From Italy came the globe-trotting and dapper “Baron de Richemont.” He soon had his own court, wrote his memoirs, and began pestering Marie-Thérèse and others with elegantly written manifestos. When a confused Marie-Thérèse refused to respond, he began to write her menacing, threatening letters.
In 1834, the Baron de Richemont was put on trial. One day, a man rose in court and interrupted the proceedings. “I am the bearer of a letter for the gentlemen of the jury written by the real Charles-Louis de Bourbon, the son of Louis XVI,” exclaimed the man. He then produced a letter, which he claimed was from the true Dauphin, who would soon be known throughout Europe as Karl Wilhelm Naundorff.
The Baron de Richemont was jailed but managed to escape a year later. For years, sightings of the Baron would be whispered throughout France. But it was his rival, Naundorff, who would become the most believed of all the imposters.
Naundorff came from Prussia and claimed to be a clockmaker. In reality, he had been imprisoned in Germany for counterfeiting money (he had also been accused of arson). Much like another famous imposter, Anna Anderson (who later claimed to be Anastasia Romanov), he was unable to fluently speak his supposed native language.
Like Anderson, Naundorff soon convinced many people who had known and loved the real Louis-Charles, including his nurse, a Versailles ladies’ maid, his father’s private secretary and a former Minister of Justice, that he was the Dauphin. Many of these people wrote to the Duchesse d’Angoulême vouching for Naundorff and suspiciously insisting she give him part of her fortune.
As she had done occasionally in the past, the Duchesse d’Angoulême sent a trusted friend to inspect the claimant. The friend reported back that Naundorff looked like a Bourbon, had handwriting like a Bourbon, and seemed sane. “I am certain that my sister would recognize me after ten minutes’ talk,” Naundorff wrote. “I propose that she should meet me; I demand it of her.” Again, the tormented Duchesse did nothing.
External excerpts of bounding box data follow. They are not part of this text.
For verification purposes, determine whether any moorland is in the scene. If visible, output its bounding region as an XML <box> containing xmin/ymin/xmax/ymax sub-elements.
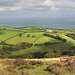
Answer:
<box><xmin>0</xmin><ymin>27</ymin><xmax>75</xmax><ymax>75</ymax></box>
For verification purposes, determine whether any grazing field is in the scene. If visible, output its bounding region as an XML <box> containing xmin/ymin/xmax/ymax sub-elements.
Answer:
<box><xmin>0</xmin><ymin>27</ymin><xmax>75</xmax><ymax>75</ymax></box>
<box><xmin>0</xmin><ymin>30</ymin><xmax>22</xmax><ymax>42</ymax></box>
<box><xmin>0</xmin><ymin>56</ymin><xmax>75</xmax><ymax>75</ymax></box>
<box><xmin>35</xmin><ymin>36</ymin><xmax>61</xmax><ymax>44</ymax></box>
<box><xmin>0</xmin><ymin>27</ymin><xmax>75</xmax><ymax>58</ymax></box>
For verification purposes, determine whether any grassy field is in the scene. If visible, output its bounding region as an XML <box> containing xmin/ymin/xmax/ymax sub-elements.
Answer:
<box><xmin>0</xmin><ymin>27</ymin><xmax>75</xmax><ymax>55</ymax></box>
<box><xmin>0</xmin><ymin>27</ymin><xmax>75</xmax><ymax>75</ymax></box>
<box><xmin>0</xmin><ymin>56</ymin><xmax>75</xmax><ymax>75</ymax></box>
<box><xmin>0</xmin><ymin>30</ymin><xmax>22</xmax><ymax>41</ymax></box>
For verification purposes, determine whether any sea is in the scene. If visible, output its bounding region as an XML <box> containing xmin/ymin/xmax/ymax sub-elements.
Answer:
<box><xmin>0</xmin><ymin>13</ymin><xmax>75</xmax><ymax>30</ymax></box>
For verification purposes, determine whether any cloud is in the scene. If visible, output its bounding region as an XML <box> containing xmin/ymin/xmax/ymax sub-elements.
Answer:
<box><xmin>0</xmin><ymin>0</ymin><xmax>75</xmax><ymax>14</ymax></box>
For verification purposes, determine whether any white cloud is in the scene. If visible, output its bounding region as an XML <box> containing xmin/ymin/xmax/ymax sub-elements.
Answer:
<box><xmin>0</xmin><ymin>0</ymin><xmax>75</xmax><ymax>14</ymax></box>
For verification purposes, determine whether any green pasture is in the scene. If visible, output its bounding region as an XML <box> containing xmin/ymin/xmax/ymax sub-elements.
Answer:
<box><xmin>6</xmin><ymin>32</ymin><xmax>44</xmax><ymax>44</ymax></box>
<box><xmin>12</xmin><ymin>42</ymin><xmax>72</xmax><ymax>55</ymax></box>
<box><xmin>23</xmin><ymin>27</ymin><xmax>43</xmax><ymax>31</ymax></box>
<box><xmin>6</xmin><ymin>36</ymin><xmax>36</xmax><ymax>44</ymax></box>
<box><xmin>0</xmin><ymin>30</ymin><xmax>22</xmax><ymax>41</ymax></box>
<box><xmin>22</xmin><ymin>32</ymin><xmax>44</xmax><ymax>37</ymax></box>
<box><xmin>35</xmin><ymin>36</ymin><xmax>61</xmax><ymax>44</ymax></box>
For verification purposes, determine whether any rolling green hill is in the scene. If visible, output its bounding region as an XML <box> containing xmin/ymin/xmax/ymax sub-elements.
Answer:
<box><xmin>0</xmin><ymin>27</ymin><xmax>75</xmax><ymax>58</ymax></box>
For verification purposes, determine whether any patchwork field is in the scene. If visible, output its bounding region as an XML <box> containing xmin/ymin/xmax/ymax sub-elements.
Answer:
<box><xmin>0</xmin><ymin>27</ymin><xmax>75</xmax><ymax>56</ymax></box>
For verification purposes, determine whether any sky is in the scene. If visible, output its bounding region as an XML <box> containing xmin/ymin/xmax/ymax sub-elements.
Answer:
<box><xmin>0</xmin><ymin>0</ymin><xmax>75</xmax><ymax>15</ymax></box>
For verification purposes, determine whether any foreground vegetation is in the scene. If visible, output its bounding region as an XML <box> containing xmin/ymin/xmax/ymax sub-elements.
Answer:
<box><xmin>0</xmin><ymin>57</ymin><xmax>75</xmax><ymax>75</ymax></box>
Naundorff was eventually arrested and banished to England, where he founded a spiritual sect and got himself arrested for attempting to build a powerful bomb. He died in Holland in 1845. Both his gravestone and death certificate identified him as Louis-Charles. When his rival Baron de Richemont died in 1853, his headstone also claimed the long-dead boy’s name as his own.
Naundorff’s children and grandchildren continued to try and legitimize his claims, mounting court battles up until the 1950s. In the 1990s, scientists used a lock of Naundorff’s hair to prove once and for all that he was not the lost Dauphin.
Through the centuries, the real Louis-Charles’ heart had quietly gone on a remarkable journey. The hard, calcified heart had been rescued, stolen, trampled during a later revolution, and miraculously rescued again, ending up in the royal crypt of St-Denis, where Louis XVI and Marie Antoinette lay. In 2000, a group of geneticists proved definitively that it was the heart of ten-year old Louis-Charles de France. It is now encrypted with honor in St-Denis.